Below are some of the key features available in Driverless AI.
Flexibility of Data and Deployment¶
Driverless AI works across a variety of data sources including Hadoop HDFS, Amazon S3, and more. Driverless AI can be deployed everywhere including all clouds (Microsoft Azure, AWS, Google Cloud) and on premises on any system, but it is ideally suited for systems with GPUs, including IBM Power 9 with GPUs built in.
NVIDIA GPU Acceleration¶
Driverless AI is optimized to take advantage of GPU acceleration to achieve up to 40X speedups for automatic machine learning. It includes multi-GPU algorithms for XGBoost, GLM, K-Means, and more. GPUs allow for thousands of iterations of model features and optimizations.
For datasets, Driverless AI can generate visualizations and creates data plots that are most relevant from a statistical perspective based on the most relevant data statistics in order to help users get a quick understanding of their data prior to starting the model building process. See Visualizing Datasets for more information.
Automatic Feature Engineering¶
Feature engineering is the secret weapon that advanced data scientists use to extract the most accurate results from algorithms. H2O Driverless AI employs a library of algorithms and feature transformations to automatically engineer new, high value features for a given dataset.
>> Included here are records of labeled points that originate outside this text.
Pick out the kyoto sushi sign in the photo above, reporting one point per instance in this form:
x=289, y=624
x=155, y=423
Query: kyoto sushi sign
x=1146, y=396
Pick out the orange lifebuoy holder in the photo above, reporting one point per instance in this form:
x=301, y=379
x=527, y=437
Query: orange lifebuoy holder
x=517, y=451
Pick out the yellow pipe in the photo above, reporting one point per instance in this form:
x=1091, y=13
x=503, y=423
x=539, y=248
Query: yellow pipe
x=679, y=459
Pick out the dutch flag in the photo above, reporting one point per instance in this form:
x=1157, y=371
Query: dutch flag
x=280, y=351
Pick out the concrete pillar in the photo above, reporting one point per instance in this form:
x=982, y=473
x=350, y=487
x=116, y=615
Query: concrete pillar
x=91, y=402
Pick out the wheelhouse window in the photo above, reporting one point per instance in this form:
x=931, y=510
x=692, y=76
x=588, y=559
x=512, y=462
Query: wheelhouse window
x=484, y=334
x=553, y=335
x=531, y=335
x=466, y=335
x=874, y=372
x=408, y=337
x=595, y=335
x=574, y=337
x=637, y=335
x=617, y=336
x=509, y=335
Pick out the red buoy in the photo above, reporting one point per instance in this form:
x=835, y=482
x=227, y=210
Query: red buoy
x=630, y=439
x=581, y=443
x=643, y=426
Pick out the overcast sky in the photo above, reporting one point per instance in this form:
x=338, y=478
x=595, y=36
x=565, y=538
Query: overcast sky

See Driverless AI Transformations for more information.
Machine Learning Interpretability (MLI)¶
Driverless AI provides robust interpretability of machine learning models to explain modeling results in a human-readable format. In the MLI view, Driverless AI employs a host of different techniques and methodologies for interpreting and explaining the results of its models. A number of charts are generated automatically, including K-LIME, Shapley, Variable Importance, Decision Tree Surrogate, Partial Dependence, Individual Conditional Expectation, and more. Additionally, you can download a CSV of LIME and Shapley reasons codes from this view. See Model Interpretation for more information.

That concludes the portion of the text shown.